Leading Futurist bands include Spandau Ballet, Visage, Ultravox and Landscape, and the element which unites them and defines their style is their bold and imaginative use of the latest in musical technology – synthesisers, computers, electronic gadgets in general. With remarkable assurance these young musicians have grasped the ever-expanding possibilities which the new technology offers and created an expressive and graceful musical language.
Landscape’s new album, From the Tea-Rooms of Mars …(RCA LP 5003), is a case in point. Although nearly every sound is produced by a gadget – or processed through one – the effect is not at all mechanical. On the contrary, most of the pieces have the warm and intimate feel of ‘live’ music.
The great danger with electronic music lies in its endless possibilities. Unhampered by the limits of ordinary instrumental technique, the musician is easily tempted to go on forever fiddling with the knobs, like a child with a kaleidoscope. Before long he finds that the instrument is playing him. Landscape and the others never let this happen. They know what they’re after before they start.
But movements in pop music usually involve more than the music itself. The Futurists (also characterised as New Romantics) are moving spirits in a whole new cult which started a little over a year ago in a few small London clubs and which takes in fashion, dance styles and all the usual paraphernalia. The quickest way to describe what it looks like is to say that it is ‘anti-punk’. Clothes are neat, with a tendency towards spaceman jump-suits, and fans dress up, instead of dressing down, to go out for the evening.

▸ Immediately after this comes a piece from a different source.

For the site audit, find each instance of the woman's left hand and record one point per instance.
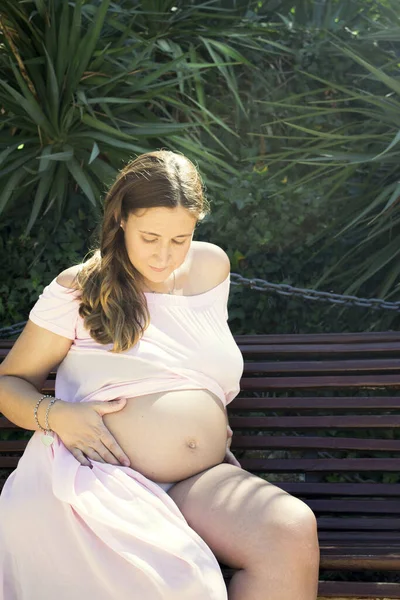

Richard Burgess, a member of Landscape and producer of Spandau Ballet’s hit records, is at the centre of the scene and he describes it as optimistic – more like the early Sixties than the late Seventies. The two words which keep cropping up in his conversation are ‘style’ and ‘originality’.
‘The important thing is to hang on to your originality, to keep developing,’ he says. ‘The idea isn’t to set up a style for other people to copy. If you do that, you’ll get caught and marketed and turned into a commodity. Look at the way punk became fossilised in the space of a few months.’
The aim, as Burgess puts it, is to make music which is both enjoyable and imaginative, ‘at once surprising and familiar,’ and thus encourage others to exercise their own originality.